Improvements Needed In Suicide Prevention Hotlines

Researchers found variation in the quality of responses to callers.
Researchers found variation in the quality of responses to callers.

According to research published in Crisis and the RAND Corporation, suicide prevention hotlines in California could improve their services and reach more users by expanding digital services such as chatting or texting, establishing better programs to monitor and improve the quality of their services, and by better integrating health care services and systems in order to more seamlessly refer callers to appropriate resources.

“Our evaluation shows that suicide prevention hotlines available to California residents provide a trusted and valuable service, but much can be done to make them more accessible and to improve the quality of their services,” Rajeev Ramchand, PhD, the study's lead author and a senior behavioral scientist at the nonprofit research organization RAND, said in a statement. “For example, digital services lag behind a growing demand and integrating more hotlines into existing health care systems could better connect callers to needed mental health services.”

 

Suicide prevention and early intervention programs designed to improve the mental health of California residents were created using funding from the California Mental Health Services Authority (CalMHSA). These programs included funding for 12 suicide prevention hotlines. RAND was hired to evaluate CalMHSA's investments, including these suicide prevention hotlines.

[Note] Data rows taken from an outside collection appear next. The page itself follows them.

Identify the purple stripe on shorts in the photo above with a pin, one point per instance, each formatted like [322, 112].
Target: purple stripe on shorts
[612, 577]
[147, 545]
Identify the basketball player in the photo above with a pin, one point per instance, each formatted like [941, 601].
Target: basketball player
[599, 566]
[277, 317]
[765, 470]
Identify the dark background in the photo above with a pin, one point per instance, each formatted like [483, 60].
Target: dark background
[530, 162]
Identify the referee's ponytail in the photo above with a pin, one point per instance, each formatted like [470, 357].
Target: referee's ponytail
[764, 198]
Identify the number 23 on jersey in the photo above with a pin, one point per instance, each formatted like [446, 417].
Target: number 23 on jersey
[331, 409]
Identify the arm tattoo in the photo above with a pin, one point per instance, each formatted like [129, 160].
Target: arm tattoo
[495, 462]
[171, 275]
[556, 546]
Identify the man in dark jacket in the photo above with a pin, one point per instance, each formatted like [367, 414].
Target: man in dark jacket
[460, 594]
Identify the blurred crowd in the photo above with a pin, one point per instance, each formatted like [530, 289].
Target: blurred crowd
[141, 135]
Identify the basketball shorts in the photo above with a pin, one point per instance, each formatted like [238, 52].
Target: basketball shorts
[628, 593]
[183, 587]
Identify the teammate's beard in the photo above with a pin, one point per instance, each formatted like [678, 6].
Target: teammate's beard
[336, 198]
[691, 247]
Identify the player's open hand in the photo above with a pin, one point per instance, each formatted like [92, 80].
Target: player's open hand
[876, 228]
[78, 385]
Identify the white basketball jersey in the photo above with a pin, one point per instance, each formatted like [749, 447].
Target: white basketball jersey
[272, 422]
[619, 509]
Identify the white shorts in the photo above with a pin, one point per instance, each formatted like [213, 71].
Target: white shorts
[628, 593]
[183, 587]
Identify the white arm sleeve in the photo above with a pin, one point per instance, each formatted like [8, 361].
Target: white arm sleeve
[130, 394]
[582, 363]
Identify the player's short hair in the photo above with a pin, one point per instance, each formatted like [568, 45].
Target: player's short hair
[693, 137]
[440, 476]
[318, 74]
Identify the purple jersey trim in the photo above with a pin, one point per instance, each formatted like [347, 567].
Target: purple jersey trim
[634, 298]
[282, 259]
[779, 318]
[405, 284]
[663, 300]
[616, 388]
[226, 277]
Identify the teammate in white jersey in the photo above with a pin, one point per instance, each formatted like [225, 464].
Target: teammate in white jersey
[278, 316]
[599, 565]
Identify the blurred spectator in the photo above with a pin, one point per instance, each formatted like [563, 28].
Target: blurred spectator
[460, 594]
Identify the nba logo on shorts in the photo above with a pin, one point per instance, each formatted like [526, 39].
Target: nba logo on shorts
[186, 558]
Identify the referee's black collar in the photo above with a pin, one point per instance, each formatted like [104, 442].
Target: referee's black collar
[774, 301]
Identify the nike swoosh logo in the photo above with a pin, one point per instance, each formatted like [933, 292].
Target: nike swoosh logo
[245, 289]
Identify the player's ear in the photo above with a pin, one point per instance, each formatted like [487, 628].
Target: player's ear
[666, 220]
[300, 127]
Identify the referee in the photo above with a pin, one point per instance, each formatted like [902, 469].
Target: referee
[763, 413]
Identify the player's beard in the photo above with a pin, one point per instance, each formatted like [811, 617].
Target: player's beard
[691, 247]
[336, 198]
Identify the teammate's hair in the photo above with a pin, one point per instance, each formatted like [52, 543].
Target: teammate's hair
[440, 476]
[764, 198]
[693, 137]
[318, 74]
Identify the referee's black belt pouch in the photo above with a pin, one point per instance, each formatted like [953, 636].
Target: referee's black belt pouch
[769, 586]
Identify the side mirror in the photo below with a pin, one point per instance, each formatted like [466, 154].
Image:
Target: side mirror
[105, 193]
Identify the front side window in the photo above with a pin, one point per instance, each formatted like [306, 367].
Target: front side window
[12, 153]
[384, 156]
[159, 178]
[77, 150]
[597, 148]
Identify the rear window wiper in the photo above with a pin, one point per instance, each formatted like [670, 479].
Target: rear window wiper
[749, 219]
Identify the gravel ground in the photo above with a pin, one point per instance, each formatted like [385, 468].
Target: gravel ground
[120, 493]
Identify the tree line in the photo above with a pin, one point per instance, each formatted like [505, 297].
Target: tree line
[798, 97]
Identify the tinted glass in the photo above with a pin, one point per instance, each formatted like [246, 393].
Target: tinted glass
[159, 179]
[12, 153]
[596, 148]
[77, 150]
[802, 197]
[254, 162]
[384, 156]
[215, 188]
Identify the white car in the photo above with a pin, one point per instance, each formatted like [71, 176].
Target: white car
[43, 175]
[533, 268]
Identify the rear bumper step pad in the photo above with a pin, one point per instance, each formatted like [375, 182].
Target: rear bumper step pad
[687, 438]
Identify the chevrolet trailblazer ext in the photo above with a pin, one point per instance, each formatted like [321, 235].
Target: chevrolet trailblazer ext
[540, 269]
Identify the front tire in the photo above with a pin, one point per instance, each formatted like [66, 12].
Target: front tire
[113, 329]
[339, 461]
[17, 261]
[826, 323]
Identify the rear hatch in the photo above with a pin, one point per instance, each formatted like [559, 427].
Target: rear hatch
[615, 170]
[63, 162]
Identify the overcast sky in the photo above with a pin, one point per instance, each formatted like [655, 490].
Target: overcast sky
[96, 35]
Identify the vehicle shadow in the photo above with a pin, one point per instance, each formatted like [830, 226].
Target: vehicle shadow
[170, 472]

In a study published in Crisis,1 researchers visited 10 of the CalMHSA-funded suicide prevention hotlines, and evaluators listened to and evaluated 241 calls. In a second study,2 RAND identified organizational factors that affect suicide hotlines' success, as well as current and potential challenges for hotline operators.

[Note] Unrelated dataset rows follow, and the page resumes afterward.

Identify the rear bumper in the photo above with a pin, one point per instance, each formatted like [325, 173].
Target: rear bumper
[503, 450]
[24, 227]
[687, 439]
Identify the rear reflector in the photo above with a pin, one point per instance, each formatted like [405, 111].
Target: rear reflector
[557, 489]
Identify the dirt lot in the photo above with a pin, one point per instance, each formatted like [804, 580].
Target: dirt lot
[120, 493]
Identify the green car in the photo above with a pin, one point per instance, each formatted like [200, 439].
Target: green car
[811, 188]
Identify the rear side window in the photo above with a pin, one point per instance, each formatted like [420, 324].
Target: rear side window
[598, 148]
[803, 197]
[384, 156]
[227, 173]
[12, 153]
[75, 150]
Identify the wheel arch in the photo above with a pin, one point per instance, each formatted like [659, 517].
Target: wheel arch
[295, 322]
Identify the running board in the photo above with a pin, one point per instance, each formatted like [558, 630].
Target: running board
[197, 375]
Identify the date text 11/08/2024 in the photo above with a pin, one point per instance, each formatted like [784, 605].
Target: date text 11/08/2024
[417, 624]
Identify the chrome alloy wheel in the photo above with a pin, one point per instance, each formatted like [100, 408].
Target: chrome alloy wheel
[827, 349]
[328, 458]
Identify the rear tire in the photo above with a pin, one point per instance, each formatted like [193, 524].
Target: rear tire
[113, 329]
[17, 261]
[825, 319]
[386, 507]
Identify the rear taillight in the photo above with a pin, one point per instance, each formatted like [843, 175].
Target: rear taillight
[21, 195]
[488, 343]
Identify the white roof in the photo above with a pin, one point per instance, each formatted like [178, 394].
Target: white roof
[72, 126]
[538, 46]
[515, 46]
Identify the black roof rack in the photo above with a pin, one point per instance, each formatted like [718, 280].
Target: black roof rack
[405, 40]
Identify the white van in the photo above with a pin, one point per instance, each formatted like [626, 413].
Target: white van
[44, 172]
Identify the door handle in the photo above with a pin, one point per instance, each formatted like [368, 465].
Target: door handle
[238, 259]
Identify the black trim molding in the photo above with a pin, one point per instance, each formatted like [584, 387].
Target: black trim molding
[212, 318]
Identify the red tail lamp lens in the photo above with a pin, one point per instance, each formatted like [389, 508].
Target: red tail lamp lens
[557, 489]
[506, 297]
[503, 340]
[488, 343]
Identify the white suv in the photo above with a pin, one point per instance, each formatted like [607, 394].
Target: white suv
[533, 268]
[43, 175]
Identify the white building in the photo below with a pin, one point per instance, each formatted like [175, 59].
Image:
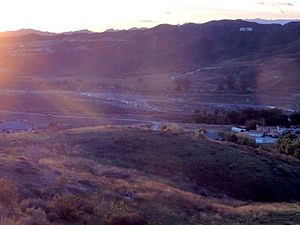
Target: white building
[14, 126]
[238, 129]
[246, 29]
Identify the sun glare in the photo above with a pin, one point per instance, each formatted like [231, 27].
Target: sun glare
[98, 15]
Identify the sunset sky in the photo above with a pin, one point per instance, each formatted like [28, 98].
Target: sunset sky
[99, 15]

The researchers found that in the calls they evaluated, a third were from repeat callers and just over half of callers exhibited mental health or substance abuse problems. Twenty-six percent of the callers brought up suicide during their call, and 21% were thinking about taking their own lives. Only 5% of the calls were deemed urgent.

They also found variations in the quality of the response to calls. While one national guideline suggests that all callers should be asked about current suicide ideation, recent ideation, and past attempts, at the 10 centers researchers evaluated, only 62% of callers were asked about current suicidal ideation, 23% asked about past ideation, and 23% asked about past attempts.

While there is an increasing demand for digital services, the study also found that only a few hotlines offer them. A RAND survey of California adults found that while 62% said they would use a crisis phone line to cope with suicidal thoughts, 46% would prefer to message a web-based chat platform, and 43% would prefer to text a crisis hotline.2

Even though shifting telecommunication trends indicate that the preference for chatting or texting may be growing, few hotline operators offer digital services. The ones that do also operate only during limited hours or on certain days, largely because these services are costly to develop and maintain.

“Because callers do not generally choose the center or responder that will take their call, it is critical to promote quality across call centers and minimize the variability that currently exists,” wrote Dr Ramchand.

References

1. Ramchand R, Jaycox L, Ebener P, Gilbert ML, Barnes-Proby D, Goutam P. Characteristics and Proximal Outcomes of Calls Made to Suicide Crisis Hotlines in California. Crisis. 2016. [Epub ahead of print]

2. Ramchand R, Jaycox LH, Ebener PA. Suicide Prevention Hotlines in California. Diversity in Services, Structure, and Organization and the Potential Challenges Ahead. RAND. 2016. doi:10.7249/RR1497.